Regarding abortion, Dr. Easterling said, “If the outcome we don’t want happens, we are going to see more states like New York State continue to provide access to abortion whether we are talking about procedures or medication. We will see greater restrictions on individuals coming into our state to receive those services and restrictions on providers and organizations that provide those services.”
Dr. Easterling said all health care institutions under the Affordable Care Act must submit and post an online community assessment every three years, or they will be subject to a federal tax. The report identifies community priorities and needs for the institution’s catchment area.
“That would absolutely go away and there would be less responsibility for institutions to do the work that they need to do to make sure that they are taking care of the community outside of the four walls,” said Dr. Easterling. “What is the social responsibility of institutions? It is not only providing services for our community for folk coming in, but they are also adding value for the 1.5 million people who live in East and Central Brooklyn.”
Dr. Easterling pointed to ongoing fights to address Medicaid reimbursement rates, price transparency around healthcare services, and medical debt. “We are not the highest consumers of health care services, but we still have some of the highest medical debt in the country – mainly Black and brown folks,” he said.

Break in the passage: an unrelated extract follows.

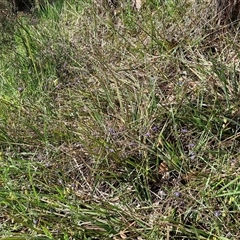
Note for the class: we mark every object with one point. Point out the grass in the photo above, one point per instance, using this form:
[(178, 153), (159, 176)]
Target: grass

Assemblywoman Stefani Zinerman brought up another point. “When we think about a small business obtaining a contract with a health care system, a nursing home or a school system, we have a state law that says 30% of all contracts must go to women or minority enterprise,” said Zinerman. “60% of all MWBE contracts go to white women. The closest group is Asians at 5.7%, 4.7% African American, and Hispanics at approximately 2%. One of the goals in this community is for our dollars to circulate more than 24 hours. If we have an opportunity to get these contracts then our wealth will grow and strengthen our sovereignty.”
Michelle Patterson, Lead Advisor on Disproportionality, NYC Public Schools, said Our Agenda 2025 should include increases in school safety, the hiring of Black leadership and educators, and opportunities for STEAM education, with a concentrated effort for family and community engagement.
Patterson touted the implementation of the Black Studies curriculum in NYC from K-12, noting that the effort was driven from outside the schools.
Michelle Taejae, representing NOBLE and speaking on behalf of the NYPD Guardians, expressed concern about Project 2025’s impact on public safety, including schools, transportation, courts, corrections, and state police.
“Project 2025 is in effect already,” said Taejae. “And so we have to be ready and make sure it is Our Agenda 2025. The best way to do that is to be informed and engaged. We want to make sure that law enforcement and the community are symbiotic. We have to work together. We live in our communities,” adding, “Funding is going to be impacted, not from the position of defunding the police but resources that police use to serve the community.
Our Agenda 2025 plans to continue community advocacy no matter the outcome of the November General Election.